A culture, like an individual, is a more or less consistent pattern of thought and action . . . Such patterning of culture cannot be ignored as if it were an unimportant detail. The whole, as modern science is insisting in many fields, is not merely the sum of all its parts, but the result of a unique arrangement and interrelation of the parts that has brought about a new entity.

Benedict points out that culture influences every aspect of human thought and endeavor, down to the distinction between truth and falsehood.

No man ever looks at the world with pristine eyes. He sees it edited by a definite set of customs and institutions and ways of thinking. Even in his philosophical probings he cannot go behind these stereotypes; his very concepts of the true and the false will still have reference to his particular traditional customs.

Much of the book is devoted to the cultural patterns evidenced by three different societies: the Zuni Pueblos, the Dobu, and the Kwakiutl. She selected each one because it shows a distinct worldview that shapes every aspect of customs, behaviors, and material culture. For example, she notes how the Zuni people differ from other Native American groups, even those close by. Their culture is marked by a kind of moderated calm.

The Zuni are a ceremonious people, a people who value sobriety and inoffensiveness above all other virtues. Their interest is centered upon their complex and rich ceremonial life . . . No field of activity competes with ritual for foremost place in their attention.

In contrast, the Kwakiutl people of Northwestern North America were exuberant in their orientation to life, including the way they carried out feasts and rituals.

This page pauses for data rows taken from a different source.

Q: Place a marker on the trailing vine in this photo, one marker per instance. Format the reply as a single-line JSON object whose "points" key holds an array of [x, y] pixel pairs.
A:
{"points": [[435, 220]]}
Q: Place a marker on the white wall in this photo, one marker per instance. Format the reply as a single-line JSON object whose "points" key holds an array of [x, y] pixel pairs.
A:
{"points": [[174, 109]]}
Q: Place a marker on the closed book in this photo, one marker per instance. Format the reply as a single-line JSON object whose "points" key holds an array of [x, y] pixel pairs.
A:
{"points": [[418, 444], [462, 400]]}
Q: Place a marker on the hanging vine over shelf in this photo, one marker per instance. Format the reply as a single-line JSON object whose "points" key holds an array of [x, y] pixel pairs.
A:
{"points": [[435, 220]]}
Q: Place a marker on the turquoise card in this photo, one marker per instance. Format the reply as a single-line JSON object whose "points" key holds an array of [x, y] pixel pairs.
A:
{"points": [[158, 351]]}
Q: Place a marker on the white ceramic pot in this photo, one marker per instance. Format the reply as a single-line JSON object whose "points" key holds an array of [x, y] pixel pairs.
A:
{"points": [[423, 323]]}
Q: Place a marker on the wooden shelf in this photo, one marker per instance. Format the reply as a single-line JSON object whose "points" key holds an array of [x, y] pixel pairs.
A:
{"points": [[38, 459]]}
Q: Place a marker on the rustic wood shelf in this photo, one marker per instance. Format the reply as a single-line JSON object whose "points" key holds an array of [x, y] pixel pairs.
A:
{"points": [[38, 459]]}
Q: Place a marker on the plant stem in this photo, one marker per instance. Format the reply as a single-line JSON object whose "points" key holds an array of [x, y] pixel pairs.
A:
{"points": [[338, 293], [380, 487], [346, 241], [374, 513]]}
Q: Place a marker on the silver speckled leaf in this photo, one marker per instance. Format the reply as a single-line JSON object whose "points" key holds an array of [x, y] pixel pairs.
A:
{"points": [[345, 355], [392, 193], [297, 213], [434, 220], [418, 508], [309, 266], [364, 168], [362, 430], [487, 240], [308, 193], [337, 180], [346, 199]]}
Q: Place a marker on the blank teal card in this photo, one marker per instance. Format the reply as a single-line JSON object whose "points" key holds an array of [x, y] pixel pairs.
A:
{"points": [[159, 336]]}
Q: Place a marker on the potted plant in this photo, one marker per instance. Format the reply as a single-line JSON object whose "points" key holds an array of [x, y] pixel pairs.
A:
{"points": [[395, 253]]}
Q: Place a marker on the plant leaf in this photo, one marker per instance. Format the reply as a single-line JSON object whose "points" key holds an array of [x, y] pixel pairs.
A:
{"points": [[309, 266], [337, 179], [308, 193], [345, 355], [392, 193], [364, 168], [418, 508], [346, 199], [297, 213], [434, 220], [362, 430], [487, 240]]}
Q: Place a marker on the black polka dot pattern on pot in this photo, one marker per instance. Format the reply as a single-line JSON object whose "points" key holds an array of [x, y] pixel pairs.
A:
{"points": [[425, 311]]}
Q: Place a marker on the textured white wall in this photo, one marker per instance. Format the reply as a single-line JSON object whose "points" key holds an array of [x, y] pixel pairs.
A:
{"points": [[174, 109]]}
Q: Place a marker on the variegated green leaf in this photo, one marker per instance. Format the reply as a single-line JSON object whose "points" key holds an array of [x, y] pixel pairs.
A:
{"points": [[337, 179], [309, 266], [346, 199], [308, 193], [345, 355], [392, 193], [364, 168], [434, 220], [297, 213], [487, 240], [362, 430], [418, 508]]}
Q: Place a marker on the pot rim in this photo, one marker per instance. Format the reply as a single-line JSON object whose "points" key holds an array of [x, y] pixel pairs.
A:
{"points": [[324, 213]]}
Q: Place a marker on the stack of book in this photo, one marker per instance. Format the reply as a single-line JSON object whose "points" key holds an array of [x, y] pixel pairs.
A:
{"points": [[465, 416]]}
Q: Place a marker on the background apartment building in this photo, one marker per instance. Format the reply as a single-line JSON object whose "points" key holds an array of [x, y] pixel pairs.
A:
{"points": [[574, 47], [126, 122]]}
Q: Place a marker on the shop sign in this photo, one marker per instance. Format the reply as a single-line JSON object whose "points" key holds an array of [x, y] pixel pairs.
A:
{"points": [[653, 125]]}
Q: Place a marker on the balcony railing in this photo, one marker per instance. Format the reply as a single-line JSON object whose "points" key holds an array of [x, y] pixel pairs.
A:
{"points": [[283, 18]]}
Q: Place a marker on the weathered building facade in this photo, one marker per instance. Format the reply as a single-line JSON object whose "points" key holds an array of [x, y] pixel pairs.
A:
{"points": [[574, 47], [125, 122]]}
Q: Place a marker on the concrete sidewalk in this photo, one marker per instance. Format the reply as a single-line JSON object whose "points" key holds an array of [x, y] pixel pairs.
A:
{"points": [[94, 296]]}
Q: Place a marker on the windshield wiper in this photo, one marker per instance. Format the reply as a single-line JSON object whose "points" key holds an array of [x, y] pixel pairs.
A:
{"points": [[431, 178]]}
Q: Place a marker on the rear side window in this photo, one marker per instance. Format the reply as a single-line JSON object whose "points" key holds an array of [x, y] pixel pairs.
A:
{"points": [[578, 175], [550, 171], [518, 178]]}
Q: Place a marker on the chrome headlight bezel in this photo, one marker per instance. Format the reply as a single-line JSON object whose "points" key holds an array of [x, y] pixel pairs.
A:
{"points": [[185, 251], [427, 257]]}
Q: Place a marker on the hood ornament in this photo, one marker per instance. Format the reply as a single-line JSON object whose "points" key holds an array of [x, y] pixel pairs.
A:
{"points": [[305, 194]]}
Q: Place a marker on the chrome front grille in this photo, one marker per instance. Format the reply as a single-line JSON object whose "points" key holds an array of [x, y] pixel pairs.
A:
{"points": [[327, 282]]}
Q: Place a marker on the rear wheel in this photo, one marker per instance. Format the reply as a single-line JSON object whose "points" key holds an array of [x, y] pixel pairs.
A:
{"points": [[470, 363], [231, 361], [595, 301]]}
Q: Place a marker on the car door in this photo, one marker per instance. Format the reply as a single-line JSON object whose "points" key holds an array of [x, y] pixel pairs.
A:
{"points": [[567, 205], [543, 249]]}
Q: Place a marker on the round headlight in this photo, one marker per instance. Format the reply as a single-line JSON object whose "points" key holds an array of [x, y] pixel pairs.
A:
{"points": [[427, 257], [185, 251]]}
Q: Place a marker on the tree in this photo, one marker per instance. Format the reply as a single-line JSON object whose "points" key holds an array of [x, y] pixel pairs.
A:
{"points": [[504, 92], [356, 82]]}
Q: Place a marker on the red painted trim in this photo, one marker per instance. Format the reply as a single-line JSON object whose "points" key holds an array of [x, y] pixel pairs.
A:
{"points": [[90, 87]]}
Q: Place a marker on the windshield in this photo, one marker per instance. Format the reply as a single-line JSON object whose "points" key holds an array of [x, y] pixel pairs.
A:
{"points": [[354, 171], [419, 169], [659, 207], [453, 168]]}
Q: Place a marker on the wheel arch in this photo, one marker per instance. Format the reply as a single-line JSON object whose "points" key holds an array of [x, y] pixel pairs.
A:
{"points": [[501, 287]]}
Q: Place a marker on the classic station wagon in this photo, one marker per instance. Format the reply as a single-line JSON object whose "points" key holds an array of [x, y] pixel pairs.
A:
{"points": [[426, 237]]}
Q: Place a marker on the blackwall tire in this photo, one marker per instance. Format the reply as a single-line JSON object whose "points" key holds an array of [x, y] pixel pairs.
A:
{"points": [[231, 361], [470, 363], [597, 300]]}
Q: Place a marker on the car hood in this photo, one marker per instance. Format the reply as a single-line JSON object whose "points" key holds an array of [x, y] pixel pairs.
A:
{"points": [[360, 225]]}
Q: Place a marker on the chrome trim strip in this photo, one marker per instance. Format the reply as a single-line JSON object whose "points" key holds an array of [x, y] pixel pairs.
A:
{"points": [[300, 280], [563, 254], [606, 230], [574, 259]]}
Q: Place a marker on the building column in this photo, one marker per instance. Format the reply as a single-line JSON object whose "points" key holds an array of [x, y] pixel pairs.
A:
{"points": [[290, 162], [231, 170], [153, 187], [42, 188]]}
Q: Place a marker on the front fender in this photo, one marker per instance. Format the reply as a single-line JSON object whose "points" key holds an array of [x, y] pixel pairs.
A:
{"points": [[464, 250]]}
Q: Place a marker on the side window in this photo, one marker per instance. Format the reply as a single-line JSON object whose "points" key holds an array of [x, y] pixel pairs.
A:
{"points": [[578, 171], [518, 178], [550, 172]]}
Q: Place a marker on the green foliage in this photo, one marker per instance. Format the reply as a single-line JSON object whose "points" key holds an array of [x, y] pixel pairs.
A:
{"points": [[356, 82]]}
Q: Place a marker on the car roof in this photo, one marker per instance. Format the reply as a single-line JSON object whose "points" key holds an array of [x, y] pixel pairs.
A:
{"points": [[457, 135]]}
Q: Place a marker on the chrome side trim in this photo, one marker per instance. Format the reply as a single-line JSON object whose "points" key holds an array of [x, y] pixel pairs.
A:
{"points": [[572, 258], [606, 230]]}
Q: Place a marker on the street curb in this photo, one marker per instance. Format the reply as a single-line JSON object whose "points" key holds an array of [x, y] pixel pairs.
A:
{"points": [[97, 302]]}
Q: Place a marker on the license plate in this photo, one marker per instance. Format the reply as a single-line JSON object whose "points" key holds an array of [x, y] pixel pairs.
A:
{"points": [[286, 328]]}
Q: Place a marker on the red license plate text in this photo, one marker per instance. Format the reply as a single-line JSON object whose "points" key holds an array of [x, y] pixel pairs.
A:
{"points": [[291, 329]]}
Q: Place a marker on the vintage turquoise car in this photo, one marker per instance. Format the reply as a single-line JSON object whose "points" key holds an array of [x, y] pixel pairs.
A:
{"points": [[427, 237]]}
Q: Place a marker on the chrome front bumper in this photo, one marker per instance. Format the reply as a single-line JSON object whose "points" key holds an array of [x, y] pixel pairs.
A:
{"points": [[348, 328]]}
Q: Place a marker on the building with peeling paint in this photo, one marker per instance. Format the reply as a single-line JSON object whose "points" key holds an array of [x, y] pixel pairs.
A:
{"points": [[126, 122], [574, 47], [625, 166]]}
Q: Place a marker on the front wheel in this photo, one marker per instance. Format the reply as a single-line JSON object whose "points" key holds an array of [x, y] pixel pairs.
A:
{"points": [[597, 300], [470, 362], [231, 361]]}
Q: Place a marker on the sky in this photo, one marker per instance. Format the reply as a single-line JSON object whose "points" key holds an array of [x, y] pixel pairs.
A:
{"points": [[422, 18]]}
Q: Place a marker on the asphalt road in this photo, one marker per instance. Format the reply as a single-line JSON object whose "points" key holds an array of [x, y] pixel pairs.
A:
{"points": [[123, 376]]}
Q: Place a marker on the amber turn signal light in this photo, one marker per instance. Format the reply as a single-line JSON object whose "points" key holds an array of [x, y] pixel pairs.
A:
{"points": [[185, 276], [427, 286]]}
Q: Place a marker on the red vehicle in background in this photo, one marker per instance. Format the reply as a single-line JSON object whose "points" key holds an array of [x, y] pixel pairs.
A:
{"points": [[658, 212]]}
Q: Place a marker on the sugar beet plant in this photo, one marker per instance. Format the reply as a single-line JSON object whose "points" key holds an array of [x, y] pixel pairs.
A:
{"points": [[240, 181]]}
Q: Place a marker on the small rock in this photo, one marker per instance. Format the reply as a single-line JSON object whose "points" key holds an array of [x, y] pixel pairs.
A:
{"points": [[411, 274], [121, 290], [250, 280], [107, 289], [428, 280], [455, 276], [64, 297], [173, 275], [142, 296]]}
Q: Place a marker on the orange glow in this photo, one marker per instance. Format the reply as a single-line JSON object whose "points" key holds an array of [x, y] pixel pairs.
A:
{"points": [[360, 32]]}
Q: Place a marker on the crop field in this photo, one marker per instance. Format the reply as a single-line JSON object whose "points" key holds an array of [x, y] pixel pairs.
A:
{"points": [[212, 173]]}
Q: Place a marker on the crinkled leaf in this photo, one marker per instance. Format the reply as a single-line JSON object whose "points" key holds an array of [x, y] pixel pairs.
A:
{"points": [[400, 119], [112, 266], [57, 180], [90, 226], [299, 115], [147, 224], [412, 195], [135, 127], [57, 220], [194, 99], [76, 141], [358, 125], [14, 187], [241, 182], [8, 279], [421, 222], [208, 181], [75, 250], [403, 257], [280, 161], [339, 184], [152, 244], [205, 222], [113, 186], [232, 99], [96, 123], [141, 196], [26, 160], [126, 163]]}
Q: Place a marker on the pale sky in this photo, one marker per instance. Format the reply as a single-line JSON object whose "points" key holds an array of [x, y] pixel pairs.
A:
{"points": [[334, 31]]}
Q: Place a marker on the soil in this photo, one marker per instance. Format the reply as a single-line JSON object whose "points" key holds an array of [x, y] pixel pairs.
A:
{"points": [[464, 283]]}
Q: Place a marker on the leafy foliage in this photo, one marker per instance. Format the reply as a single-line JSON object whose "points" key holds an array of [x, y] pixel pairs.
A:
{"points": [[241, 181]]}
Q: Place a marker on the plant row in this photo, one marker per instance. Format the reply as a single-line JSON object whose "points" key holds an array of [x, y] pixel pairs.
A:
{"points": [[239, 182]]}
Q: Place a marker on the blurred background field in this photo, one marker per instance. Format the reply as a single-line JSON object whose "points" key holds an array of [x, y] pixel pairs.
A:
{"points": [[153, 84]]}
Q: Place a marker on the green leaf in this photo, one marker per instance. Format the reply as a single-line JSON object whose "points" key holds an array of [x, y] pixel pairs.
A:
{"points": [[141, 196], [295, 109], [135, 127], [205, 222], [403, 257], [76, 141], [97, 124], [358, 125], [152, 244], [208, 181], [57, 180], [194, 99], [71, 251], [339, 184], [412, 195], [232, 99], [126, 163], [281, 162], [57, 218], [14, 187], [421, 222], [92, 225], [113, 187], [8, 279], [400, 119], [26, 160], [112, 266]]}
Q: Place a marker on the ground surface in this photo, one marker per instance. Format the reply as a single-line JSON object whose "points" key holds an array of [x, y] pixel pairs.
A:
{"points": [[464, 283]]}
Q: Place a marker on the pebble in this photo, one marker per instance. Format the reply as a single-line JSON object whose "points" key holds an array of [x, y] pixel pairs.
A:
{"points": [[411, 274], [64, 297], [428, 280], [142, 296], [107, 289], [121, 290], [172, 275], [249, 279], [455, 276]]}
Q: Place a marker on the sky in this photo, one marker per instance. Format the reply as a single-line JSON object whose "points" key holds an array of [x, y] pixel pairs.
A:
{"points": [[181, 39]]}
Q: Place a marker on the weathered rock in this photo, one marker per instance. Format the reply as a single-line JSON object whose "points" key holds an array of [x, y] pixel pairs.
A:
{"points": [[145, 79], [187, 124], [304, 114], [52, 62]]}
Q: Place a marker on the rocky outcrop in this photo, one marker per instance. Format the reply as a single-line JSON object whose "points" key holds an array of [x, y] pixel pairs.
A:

[T]he tribes of the Northwest Coast were Dionysian. In their religious ceremonies the final thing they strove for was ecstasy. The chief dancer . . . should lose normal control of himself and be rapt into another state of existence.

Benedict encourages the study of culture to help gain perspective on one’s own culture, including its shortcomings. She points out the negative effects of ethnocentrism, that one regards one’s own culture as natural and all others as deviant or inferior.

We interpret our dependence, in our civilization, upon economic competition, as proof that this is the prime motivation that human nature can rely upon, or we read off the behaviour of small children as it is moulded in our civilization and recorded in child clinics, as child psychology or the way in which the young human animal is bound to behave.